Japanese investment in China is expected to maintain its momentum for the rest of the year, experts have predicted.
And they expect more investment will be channeled into the service industry and China's inland areas in the next few years.
A study by the Development Research Centre under the State Council estimates that over 40 percent of Japanese investment will flow into the service sector by 2005.
An estimated 40 percent will be in the commerce and finance sectors.
Experts say Japanese investors will also become more inclined to fund large-scale enterprises and set up wholly owned companies and research and development centers in China.
Until the end of last year, Japanese companies had invested US$32.4 billion in 22,386 projects in China, according to statistics from the Chinese Ministry of Foreign Trade and Economic Cooperation.
Japan is now the second largest foreign investor in China, only after the United States.
Much of the investment went into the manufacture sector -- into machinery and electronic products -- and centered around eastern coastal cities in the form of Sino-Japan joint ventures, said Xu Mei, a senior researcher with the Chinese Academy of Social Sciences.
She said Japanese investment has been a major source of capital for China's economic development and has played an important role in improving the Sino-Japan trade structure, introducing advanced Japanese technology, upgrading China's industrial structure and increasing employment opportunities in China.
Sino-Japan trade has been heavily promoted and has boosted Japan's exports of machinery, equipment and parts to China.
Xu expects Japanese investment in China will continue to grow.
A recent United Nations report ranked China as the hottest spot for foreign direct investment on the basis of its comparative advantage and huge market potential.

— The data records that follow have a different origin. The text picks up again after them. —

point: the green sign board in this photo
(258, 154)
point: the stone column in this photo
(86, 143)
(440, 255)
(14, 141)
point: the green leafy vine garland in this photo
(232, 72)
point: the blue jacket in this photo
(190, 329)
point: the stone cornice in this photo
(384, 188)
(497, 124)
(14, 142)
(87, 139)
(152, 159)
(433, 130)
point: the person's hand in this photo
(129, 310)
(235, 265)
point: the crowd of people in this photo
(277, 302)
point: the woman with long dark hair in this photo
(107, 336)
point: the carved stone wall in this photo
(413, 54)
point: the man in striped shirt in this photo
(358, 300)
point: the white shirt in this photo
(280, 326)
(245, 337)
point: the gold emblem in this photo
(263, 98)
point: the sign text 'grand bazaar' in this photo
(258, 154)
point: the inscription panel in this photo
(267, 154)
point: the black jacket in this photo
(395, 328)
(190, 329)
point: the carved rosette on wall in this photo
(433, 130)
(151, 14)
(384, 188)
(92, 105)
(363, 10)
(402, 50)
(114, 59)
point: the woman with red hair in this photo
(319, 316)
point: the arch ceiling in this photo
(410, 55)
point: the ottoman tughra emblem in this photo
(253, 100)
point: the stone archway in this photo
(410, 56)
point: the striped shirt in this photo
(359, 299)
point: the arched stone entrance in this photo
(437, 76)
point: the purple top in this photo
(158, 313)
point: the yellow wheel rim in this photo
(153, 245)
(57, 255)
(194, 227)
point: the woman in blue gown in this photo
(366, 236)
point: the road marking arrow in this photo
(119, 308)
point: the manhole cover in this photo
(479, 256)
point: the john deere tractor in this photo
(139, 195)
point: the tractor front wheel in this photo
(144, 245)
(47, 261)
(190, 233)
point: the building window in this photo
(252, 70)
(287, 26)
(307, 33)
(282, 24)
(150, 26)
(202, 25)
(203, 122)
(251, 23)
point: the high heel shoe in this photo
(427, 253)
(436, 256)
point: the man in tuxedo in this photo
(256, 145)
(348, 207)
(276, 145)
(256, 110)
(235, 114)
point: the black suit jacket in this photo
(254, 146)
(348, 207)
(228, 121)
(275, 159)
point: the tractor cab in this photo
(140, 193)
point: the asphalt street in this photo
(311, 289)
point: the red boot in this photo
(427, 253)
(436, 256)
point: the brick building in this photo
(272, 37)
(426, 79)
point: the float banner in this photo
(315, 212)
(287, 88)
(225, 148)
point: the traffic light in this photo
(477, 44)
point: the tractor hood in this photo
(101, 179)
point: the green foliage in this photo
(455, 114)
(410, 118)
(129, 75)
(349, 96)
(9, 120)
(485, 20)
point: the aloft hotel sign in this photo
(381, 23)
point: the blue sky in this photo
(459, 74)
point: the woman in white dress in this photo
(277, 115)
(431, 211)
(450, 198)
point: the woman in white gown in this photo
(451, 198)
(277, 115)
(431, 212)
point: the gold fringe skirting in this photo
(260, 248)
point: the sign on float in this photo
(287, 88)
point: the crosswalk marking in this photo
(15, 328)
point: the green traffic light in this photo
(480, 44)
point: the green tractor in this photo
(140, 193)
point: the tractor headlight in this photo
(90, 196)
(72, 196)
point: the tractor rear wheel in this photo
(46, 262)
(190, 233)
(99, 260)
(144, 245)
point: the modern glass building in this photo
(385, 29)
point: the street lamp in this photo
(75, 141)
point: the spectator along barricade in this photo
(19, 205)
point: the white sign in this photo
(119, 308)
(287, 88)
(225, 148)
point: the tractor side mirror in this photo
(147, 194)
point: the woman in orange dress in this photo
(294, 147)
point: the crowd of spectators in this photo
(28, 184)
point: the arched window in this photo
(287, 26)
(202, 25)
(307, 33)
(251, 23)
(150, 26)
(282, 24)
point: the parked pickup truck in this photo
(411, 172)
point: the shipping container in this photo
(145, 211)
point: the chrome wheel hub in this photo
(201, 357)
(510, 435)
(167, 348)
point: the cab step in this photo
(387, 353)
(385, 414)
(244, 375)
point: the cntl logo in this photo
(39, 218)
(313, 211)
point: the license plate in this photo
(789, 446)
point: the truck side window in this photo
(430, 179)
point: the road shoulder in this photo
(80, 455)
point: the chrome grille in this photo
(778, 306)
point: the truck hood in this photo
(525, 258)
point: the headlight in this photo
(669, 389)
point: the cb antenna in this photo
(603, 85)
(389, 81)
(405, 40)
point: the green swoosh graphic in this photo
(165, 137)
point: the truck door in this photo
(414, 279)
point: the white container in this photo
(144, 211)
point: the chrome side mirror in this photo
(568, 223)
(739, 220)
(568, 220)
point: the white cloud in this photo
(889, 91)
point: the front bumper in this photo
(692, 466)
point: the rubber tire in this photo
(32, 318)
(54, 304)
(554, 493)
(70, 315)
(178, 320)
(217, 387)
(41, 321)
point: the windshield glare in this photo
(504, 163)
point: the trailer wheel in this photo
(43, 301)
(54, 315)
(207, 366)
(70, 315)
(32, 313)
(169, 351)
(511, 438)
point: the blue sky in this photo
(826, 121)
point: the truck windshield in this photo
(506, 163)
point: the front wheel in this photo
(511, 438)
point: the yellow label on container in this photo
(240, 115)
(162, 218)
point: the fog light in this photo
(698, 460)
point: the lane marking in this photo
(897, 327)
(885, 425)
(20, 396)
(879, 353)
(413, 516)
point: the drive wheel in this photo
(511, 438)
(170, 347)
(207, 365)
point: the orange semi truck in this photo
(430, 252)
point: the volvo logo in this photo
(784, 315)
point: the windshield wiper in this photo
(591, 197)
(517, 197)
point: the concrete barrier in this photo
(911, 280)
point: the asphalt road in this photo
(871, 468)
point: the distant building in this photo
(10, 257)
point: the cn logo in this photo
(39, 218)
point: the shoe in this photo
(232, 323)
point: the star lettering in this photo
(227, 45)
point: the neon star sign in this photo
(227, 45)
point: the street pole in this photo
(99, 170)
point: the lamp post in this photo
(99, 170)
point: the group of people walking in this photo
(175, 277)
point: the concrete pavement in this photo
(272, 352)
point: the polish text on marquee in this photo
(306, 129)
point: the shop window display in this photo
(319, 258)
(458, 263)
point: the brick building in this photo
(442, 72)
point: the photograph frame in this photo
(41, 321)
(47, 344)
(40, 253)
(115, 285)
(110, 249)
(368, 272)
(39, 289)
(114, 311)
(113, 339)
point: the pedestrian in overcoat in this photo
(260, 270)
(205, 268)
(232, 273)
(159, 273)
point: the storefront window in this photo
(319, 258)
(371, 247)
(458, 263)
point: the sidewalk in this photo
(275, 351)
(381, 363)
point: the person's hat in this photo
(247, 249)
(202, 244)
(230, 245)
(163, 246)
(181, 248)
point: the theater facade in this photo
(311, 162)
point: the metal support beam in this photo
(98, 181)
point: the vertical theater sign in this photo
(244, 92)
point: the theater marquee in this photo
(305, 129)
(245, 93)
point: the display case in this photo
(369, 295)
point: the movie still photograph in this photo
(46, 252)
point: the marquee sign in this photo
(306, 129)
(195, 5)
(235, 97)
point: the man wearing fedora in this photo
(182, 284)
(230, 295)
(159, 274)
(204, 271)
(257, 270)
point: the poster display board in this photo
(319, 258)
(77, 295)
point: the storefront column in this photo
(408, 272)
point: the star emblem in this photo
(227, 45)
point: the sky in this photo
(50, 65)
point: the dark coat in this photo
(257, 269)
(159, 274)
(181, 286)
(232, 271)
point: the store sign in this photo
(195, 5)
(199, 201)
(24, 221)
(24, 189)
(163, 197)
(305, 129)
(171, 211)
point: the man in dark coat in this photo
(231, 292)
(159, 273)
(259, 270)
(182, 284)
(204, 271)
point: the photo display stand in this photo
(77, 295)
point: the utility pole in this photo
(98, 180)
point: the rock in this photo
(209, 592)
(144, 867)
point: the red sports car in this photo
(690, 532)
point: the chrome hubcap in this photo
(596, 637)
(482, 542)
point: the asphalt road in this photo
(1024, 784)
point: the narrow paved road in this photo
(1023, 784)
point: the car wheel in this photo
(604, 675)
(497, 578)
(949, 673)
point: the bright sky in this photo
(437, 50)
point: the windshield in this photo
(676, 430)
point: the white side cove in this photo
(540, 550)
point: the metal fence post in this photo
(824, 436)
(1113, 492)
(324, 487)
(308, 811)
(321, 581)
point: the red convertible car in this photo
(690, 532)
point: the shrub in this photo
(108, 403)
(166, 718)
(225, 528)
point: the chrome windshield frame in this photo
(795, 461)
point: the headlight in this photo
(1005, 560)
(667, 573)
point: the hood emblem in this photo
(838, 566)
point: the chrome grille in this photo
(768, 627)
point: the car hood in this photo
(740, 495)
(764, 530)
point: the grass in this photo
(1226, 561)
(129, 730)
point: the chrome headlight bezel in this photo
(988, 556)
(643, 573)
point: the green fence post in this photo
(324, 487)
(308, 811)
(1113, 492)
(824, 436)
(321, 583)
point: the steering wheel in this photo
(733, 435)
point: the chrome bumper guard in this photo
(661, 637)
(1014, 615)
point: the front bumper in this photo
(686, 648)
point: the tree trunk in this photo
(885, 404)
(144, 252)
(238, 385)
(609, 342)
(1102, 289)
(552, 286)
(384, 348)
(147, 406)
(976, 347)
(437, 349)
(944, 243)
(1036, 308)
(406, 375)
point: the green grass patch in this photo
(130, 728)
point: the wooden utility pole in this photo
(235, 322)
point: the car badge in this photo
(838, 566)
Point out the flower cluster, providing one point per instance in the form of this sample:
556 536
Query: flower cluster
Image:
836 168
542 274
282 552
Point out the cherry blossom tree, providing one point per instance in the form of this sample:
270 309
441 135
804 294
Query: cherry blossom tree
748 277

Surveys by the Japan Bank of International Cooperation and the Japanese Trade Promotion Association in recent years found that China is the favorite long-term investment place for Japanese firms.
But business disputes as a result of expanding economic cooperations threaten to disrupt trade between the two countries.
They include a dispute on three farm products in 2001 and the issue of pesticide residue on Chinese vegetables and fruits.